Articles | Volume 9
https://doi.org/10.5194/adgeo-9-53-2006
https://doi.org/10.5194/adgeo-9-53-2006
26 Sep 2006
26 Sep 2006

Multiscale investigations in a mesoscale catchment – hydrological modelling in the Gera catchment

P. Krause, F. Bäse, U. Bende-Michl, M. Fink, W. Flügel, and B. Pfennig

Abstract. The application of the hydrological process-oriented model J2000 (J2K) is part of a cooperation project between the Thuringian Environmental Agency (Thüringer Landesanstalt für Umwelt und Geologie – TLUG) and the Department of Geoinformatics of the Friedrich-Schiller-University Jena focussing on the implementation of the EU water framework directive (WFD). In the first project phase J2K was parametrised and calibrated for a mesoscale catchment to quantify if it can be used as hydrological part of a multi-objective tool-box needed for the implementation of the WFD. The main objectives for that pilot study were:

  1. The development and application of a suitable distribution concept which provide the spatial data basis for various tasks and which reflects the specific physiogeographical variability and heterogeneity of river basins adequately. This distribution concept should consider the following constraints: The absolute number of spatial entities, which forms the basis for any distributive modelling should be as small as possible, but the spatial distributed factors, which controls quantitative and qualitative hydrological processes should not be generalised to much.

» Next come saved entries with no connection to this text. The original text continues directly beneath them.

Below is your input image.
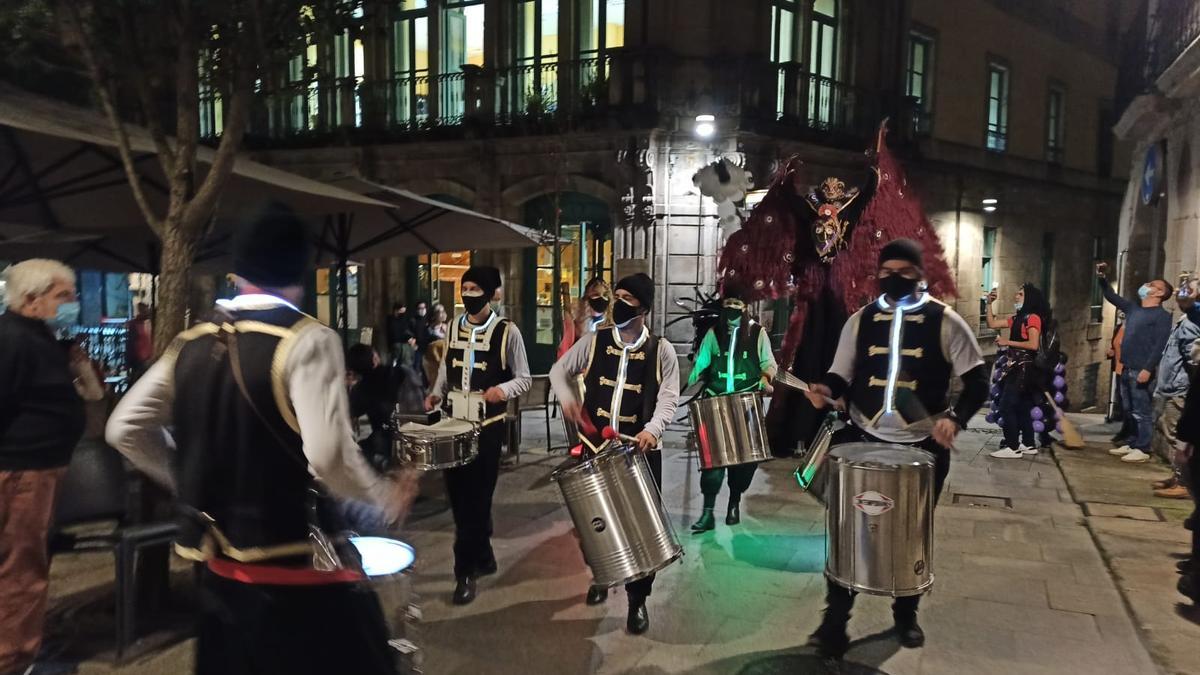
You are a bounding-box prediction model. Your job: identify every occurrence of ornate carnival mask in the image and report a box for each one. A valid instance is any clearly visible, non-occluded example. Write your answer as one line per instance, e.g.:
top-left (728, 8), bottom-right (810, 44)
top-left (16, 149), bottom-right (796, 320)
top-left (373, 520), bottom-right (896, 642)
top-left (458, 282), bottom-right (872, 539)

The distribution concept of hydrological response units HRUs (Flügel, 1995) was selected and enhanced by a topological routing scheme (Staudenrausch, 2001) for the simulation of lateral flow processes.
  2. J2K should be calibrated for one subbasin of the pilot watershed only. Then the parameter set should be used on the other subbasins (referred as transfer basins) to investigate and quantify the transferability of a calibrated model and potential spatial dependencies of its parameter set. In addition, potential structural problems in the process description should be identified by the transfer to basins which show a different process dominance as the one which was used for calibration does.
  3. Model calibration and selection of efficiency criteria for the quantification of the model quality should be based on a comprehensive sensitivity and uncertainty analysis (Bäse, 2005) and multi-response validations with independent data sets (Krause and Flügel, 2005) carried out in advance in the headwater part of the calibration basin.
  4. To obtain good results in the transfer basins the calibrated parameter set could be adjusted slightly. This step was considered as necessary because of specific constraints which were not of significant importance in the calibration basin. This readjustment should be carried out on parameters which show a sensitive reaction on the identified differences in the environmental setup.
  5. Potential scaling problems of the process description, distribution concept or model structure should be identified by the comparison of the modelling results obtained in a small headwater region of the calibration basin with observed streamflow to find out if the selected efficiency measures show a significant change.